Tuesday, April 10, 2012

Early Romanticism In Saint Paul

On Saturday night, Joshua and I went to Saint Paul to hear the Saint Paul Chamber Orchestra in concert.

We heard the second program of a three-week project devoted to music of Franz Schubert. During the three-week series, each program has as its foundation a Schubert symphony complemented by a shorter Schubert work, to which has been added a contemporary score.

Last weekend, Schubert’s Ninth Symphony was the centerpiece of the program. One of the greatest symphonies ever written, the Schubert Ninth is not often performed in the U.S., probably because American orchestras can no longer play Schubert (the Cleveland Orchestra excepted).

Thomas Zehetmair had been engaged to lead all three weeks of the SPCO Schubert project, and it was a pleasure to hear Zehetmair lead the Schubert Ninth.

Because the performance involved chamber forces, Zehetmair was obliged to offer a “light” Schubert Ninth—and a “light” Schubert Ninth can be perfectly satisfactory.

I found the SPCO performance more than satisfactory. Tempos were swift, textures were light, rhythms were sprightly. There was a notable “fresh” quality to the performance, a performance characterized above all by energy and zest.

I loved the reading—and this was so even though I view the Schubert Ninth, at heart, as a melancholy work. I do not view the Schubert Ninth as deeply tragic, as exhibited in Furtwängler’s recorded performances, and I do not view the work as above all dramatic, as demonstrated in Toscanini’s recorded performances—but I do see the work as an exemplar of Viennese melancholy melded to Viennese charm, as best displayed in the legendary Decca recording of Josef Krips.
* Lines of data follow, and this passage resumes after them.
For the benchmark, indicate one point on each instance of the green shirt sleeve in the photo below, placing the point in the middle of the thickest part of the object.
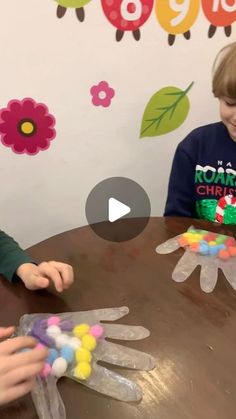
(11, 256)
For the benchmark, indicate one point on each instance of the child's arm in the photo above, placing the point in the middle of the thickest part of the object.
(18, 369)
(37, 277)
(11, 256)
(180, 199)
(15, 261)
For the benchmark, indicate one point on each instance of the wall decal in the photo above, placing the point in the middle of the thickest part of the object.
(102, 94)
(220, 13)
(177, 17)
(78, 5)
(166, 110)
(26, 126)
(127, 15)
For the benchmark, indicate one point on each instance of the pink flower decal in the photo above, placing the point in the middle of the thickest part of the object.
(102, 94)
(26, 126)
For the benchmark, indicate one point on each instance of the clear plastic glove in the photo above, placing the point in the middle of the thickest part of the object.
(209, 262)
(45, 395)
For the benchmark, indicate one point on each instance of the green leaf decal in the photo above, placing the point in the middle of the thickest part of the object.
(166, 110)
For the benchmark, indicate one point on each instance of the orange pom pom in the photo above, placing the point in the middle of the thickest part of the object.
(232, 250)
(194, 247)
(182, 241)
(230, 242)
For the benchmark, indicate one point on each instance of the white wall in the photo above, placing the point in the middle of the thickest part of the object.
(56, 62)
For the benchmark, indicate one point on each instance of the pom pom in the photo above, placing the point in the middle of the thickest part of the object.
(82, 371)
(53, 331)
(67, 325)
(61, 340)
(83, 355)
(223, 254)
(53, 354)
(67, 353)
(45, 372)
(74, 343)
(39, 346)
(89, 342)
(59, 367)
(53, 321)
(81, 329)
(232, 250)
(96, 330)
(46, 340)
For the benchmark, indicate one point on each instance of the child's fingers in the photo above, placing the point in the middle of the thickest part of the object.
(37, 282)
(23, 359)
(66, 272)
(51, 273)
(23, 373)
(6, 332)
(15, 392)
(16, 344)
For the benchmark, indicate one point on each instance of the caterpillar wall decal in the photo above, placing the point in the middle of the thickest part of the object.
(174, 16)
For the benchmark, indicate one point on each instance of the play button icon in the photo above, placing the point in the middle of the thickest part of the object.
(118, 209)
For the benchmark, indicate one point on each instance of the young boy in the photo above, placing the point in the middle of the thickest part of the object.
(202, 182)
(18, 369)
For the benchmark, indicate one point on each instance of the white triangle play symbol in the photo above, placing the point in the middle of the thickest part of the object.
(117, 209)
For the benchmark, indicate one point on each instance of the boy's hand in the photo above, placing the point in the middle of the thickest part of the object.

By Krips’s standards, Zehetmair’s performance was lacking in melancholy—and was short on charm, too. However, the SPCO performance was beautifully played, with very pure intonation, and enjoyed the musicians’ full concentration. To ask for more from a chamber ensemble would be unreasonable.
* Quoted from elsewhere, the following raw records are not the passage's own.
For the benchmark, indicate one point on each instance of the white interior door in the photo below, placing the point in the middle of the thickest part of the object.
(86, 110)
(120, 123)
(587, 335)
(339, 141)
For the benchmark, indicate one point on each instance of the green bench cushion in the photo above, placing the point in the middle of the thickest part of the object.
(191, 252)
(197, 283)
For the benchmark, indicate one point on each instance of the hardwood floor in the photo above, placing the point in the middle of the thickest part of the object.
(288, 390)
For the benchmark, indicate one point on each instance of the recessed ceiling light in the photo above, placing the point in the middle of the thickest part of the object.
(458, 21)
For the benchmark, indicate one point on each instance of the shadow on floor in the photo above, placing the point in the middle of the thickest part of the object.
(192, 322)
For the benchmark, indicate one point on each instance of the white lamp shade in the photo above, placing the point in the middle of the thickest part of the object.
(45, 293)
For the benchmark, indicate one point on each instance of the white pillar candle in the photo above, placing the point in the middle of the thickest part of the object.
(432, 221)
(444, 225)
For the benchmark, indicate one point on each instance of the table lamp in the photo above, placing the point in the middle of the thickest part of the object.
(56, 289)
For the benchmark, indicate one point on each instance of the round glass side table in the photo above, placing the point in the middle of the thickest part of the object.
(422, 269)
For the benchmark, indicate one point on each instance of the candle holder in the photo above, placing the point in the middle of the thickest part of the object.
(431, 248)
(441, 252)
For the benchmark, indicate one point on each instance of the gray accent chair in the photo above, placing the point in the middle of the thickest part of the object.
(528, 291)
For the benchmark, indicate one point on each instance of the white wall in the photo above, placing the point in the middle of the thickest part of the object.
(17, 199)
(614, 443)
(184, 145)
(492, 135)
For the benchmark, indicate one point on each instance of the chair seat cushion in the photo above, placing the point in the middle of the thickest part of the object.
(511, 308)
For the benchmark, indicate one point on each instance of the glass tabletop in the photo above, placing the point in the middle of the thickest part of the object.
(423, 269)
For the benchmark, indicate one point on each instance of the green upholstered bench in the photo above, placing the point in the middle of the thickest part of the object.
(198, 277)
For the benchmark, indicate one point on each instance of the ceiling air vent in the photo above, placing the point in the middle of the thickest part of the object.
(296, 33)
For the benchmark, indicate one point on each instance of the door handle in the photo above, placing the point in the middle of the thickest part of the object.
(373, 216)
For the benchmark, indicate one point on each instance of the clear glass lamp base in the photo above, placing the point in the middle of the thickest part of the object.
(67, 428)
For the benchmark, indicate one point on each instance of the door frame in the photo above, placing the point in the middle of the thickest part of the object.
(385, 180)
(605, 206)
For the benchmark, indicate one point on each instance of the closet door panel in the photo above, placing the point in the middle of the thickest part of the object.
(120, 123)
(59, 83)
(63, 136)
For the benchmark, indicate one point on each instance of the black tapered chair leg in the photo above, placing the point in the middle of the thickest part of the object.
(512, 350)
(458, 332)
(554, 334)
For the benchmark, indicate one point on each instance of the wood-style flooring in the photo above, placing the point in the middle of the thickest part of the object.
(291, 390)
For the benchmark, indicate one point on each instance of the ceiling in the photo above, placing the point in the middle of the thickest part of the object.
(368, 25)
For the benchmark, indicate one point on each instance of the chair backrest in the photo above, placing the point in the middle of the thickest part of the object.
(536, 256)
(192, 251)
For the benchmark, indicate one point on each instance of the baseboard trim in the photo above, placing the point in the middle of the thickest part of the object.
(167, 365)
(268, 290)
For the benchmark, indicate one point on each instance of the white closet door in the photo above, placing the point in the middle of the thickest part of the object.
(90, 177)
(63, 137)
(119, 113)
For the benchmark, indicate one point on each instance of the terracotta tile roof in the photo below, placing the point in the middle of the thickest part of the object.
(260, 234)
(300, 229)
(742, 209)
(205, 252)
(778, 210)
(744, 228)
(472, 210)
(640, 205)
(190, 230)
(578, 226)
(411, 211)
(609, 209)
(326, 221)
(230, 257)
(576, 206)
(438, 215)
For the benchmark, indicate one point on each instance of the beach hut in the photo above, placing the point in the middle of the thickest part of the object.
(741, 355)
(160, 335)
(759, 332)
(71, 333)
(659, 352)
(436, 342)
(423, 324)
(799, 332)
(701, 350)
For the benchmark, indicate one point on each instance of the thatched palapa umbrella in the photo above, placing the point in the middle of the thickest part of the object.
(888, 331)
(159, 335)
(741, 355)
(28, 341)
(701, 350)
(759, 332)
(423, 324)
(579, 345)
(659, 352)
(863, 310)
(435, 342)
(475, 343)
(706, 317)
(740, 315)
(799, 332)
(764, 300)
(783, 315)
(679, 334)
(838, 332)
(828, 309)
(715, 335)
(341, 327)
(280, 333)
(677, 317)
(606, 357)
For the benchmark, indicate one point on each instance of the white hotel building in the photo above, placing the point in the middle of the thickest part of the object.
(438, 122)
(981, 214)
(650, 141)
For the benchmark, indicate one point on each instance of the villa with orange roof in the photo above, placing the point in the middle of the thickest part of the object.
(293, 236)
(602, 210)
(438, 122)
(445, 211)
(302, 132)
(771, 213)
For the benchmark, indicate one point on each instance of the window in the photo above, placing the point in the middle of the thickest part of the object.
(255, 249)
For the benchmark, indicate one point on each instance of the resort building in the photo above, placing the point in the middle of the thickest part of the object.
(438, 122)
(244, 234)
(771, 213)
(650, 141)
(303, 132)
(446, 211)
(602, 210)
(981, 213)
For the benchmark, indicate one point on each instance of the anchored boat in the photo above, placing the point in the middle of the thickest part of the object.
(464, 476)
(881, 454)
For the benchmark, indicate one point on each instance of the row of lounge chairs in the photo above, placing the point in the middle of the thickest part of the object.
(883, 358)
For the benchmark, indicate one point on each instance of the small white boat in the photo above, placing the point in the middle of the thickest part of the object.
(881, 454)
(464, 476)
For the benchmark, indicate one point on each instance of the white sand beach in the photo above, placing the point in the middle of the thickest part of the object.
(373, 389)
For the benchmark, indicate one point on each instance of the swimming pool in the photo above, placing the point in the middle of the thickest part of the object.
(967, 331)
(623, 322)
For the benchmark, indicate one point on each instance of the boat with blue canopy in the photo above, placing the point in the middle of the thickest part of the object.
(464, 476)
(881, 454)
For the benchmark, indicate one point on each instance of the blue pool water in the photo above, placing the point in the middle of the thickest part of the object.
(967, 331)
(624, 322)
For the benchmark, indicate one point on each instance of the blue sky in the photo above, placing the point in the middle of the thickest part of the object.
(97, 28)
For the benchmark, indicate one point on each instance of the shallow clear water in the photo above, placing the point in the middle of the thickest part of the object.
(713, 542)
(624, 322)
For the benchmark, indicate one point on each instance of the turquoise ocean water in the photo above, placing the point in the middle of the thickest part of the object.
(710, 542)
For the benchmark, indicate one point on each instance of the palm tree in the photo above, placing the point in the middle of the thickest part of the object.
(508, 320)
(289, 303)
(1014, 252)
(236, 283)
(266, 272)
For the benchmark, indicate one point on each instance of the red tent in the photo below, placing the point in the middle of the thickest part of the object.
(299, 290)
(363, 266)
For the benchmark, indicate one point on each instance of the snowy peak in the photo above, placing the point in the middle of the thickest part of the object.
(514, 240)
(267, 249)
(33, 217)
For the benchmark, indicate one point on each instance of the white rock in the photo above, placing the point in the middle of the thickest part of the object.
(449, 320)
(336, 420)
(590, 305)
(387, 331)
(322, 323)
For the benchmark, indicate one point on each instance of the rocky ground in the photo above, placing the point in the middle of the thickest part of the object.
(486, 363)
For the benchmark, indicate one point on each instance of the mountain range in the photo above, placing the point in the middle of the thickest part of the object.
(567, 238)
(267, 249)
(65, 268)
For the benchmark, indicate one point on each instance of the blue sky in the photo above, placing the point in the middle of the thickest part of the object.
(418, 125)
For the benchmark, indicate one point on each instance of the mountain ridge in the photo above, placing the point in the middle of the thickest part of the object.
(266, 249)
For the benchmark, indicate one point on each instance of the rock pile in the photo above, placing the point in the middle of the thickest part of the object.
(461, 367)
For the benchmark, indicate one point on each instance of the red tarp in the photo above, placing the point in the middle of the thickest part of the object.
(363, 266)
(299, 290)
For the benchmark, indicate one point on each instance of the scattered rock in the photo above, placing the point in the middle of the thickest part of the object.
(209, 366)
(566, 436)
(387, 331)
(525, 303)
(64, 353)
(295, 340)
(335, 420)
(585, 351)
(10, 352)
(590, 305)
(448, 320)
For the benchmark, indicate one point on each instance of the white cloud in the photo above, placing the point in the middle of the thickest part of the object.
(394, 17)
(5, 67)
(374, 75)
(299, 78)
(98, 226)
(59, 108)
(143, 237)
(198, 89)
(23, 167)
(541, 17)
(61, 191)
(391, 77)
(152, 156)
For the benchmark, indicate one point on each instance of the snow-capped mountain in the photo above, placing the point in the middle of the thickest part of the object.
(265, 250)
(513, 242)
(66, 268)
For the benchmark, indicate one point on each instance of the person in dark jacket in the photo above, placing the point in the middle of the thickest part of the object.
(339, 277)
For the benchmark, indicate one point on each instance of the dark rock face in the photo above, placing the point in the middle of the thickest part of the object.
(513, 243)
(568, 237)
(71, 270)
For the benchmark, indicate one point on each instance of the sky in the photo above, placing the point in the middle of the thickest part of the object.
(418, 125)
The concert opened with a performance of the Overture to Schubert’s 1822 opera, “Alfonso And Estrella”, an overture equally indebted to the curtain-raisers of Weber and Rossini. The work, in sonata form, is pleasant enough, but is not often played because its development is cursory and not particularly imaginative.

Between the two Schubert works was played a contemporary work, “Neharót Neharót”, by Israeli composer Betty Olivero (born 1954), a former composition student of Luciano Berio.
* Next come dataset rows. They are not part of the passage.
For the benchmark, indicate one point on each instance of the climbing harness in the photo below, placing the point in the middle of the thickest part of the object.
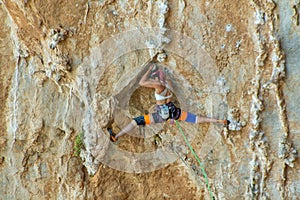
(197, 158)
(164, 111)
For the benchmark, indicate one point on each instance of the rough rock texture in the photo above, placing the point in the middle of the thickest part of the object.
(73, 66)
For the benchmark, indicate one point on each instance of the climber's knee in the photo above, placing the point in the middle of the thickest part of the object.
(188, 117)
(140, 120)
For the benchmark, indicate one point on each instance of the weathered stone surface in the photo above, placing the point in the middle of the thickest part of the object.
(72, 67)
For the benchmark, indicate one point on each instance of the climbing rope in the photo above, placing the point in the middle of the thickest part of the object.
(197, 158)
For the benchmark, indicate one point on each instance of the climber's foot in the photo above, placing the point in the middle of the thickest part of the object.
(112, 135)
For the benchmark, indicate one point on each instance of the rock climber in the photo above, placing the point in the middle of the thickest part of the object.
(165, 108)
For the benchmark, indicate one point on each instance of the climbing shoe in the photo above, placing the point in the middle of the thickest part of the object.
(112, 135)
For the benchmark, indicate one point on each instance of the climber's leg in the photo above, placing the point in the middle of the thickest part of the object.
(192, 118)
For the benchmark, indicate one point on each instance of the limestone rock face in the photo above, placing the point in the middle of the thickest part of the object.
(72, 67)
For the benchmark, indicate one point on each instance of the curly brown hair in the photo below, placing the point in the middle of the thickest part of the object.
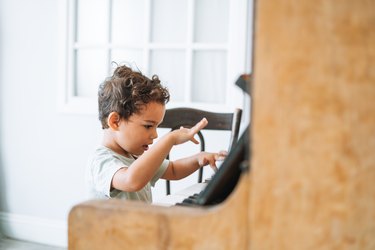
(126, 91)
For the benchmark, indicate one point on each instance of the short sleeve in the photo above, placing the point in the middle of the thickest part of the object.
(104, 168)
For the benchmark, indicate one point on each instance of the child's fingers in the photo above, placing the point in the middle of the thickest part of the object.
(194, 140)
(214, 167)
(221, 155)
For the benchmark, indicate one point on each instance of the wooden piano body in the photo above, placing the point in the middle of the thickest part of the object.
(312, 178)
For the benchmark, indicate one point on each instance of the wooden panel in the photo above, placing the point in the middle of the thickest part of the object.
(314, 125)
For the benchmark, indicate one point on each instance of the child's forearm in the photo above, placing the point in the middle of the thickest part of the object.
(144, 168)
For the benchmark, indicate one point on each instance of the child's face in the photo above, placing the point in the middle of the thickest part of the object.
(139, 131)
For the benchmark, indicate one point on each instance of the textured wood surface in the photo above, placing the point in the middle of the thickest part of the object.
(115, 224)
(314, 125)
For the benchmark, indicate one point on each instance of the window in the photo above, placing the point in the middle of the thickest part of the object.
(198, 48)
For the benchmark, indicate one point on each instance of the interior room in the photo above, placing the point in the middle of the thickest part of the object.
(54, 55)
(300, 175)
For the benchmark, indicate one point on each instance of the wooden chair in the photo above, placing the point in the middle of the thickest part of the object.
(188, 117)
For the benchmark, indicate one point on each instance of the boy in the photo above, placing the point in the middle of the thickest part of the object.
(131, 107)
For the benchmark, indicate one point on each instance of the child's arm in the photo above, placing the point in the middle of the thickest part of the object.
(141, 171)
(183, 167)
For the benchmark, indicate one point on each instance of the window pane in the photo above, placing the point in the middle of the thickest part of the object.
(128, 57)
(169, 21)
(92, 21)
(211, 21)
(128, 21)
(91, 70)
(170, 67)
(209, 76)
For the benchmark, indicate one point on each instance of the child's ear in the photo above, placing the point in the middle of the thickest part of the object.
(113, 120)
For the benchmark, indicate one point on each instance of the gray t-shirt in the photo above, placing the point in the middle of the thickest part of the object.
(101, 169)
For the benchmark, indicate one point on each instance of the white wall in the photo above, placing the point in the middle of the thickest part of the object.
(43, 152)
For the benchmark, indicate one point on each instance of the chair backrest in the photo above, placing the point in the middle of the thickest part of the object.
(188, 117)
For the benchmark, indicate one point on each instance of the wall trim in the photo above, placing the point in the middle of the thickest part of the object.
(34, 229)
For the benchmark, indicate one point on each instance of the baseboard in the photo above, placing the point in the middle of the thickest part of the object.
(34, 229)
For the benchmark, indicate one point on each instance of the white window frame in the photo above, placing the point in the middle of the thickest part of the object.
(237, 60)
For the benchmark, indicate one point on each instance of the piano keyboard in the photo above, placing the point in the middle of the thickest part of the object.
(184, 197)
The Hebrew title may be translated as “Rivers, Rivers” and refers to rivers of tears and rivers of blood associated with wartime. Olivero wrote the work in 2006, while hostilities between Israel and Lebanon were being played out on global television; Olivero has recounted, in countless interviews, how she wrote the score while riveted to newscasts.

The composition is scored for solo viola, two string orchestras, accordian, percussion—and tape. The taped sounds are laments of grieving women from Kurdistan, Yemen and North Africa.

The score, nowise good, was not half so hokey as the circumstances of its origination might suggest—although the taped sounds of grieving women, which I found laughable, unquestionably should have been omitted (and the accordian replaced with an oboe or English horn).

Insofar as possible, I ignored the taped sounds and focused on the musical argument.

It was apparent, ninety seconds into the piece, that Olivero had rewritten Berio’s “Voci” (1984), with significant additional borrowings from Frank Martin’s “Polyptyque” (1974). Both composers, if alive today, surely would sue for plagiarism.

At least Olivero had the good sense to model her work upon two acknowledged masterpieces. Her composition, derivative and uninspired, somehow managed to hold together as a unified work, which is not nothing. The composer played off the solo viola against the two string orchestras beautifully. The Eastern Mediterranean contour to the melodies may have carried the tinge of 1950s travelogues, but the Eastern Mediterranean flavor was mostly inoffensive.

The viola soloist was Kim Kashkashian.

I think it was a mistake to have engaged Kashkashian for a fifteen-minute piece requiring little if any virtuosity. I have always liked Kashkashian, but any competent violist could have played the solo viola’s mournful, one-dimensional tunes with ease. It was an unnecessary expense for the SPCO to have brought Kashkashian all the way to Minnesota to play something the orchestra’s principal violist could have tossed off while napping.

Kashkashian has aged significantly since the last time I saw her in performance. I barely recognized her when she came onstage.

Once the current Schubert project has run its course, the SPCO immediately embarks upon a three-week project devoted to the symphonies of Mendelssohn. All concerts in the Mendelssohn series are scheduled to be conducted by Roberto Abbado.

Early Romanticism is being celebrated in Saint Paul this spring.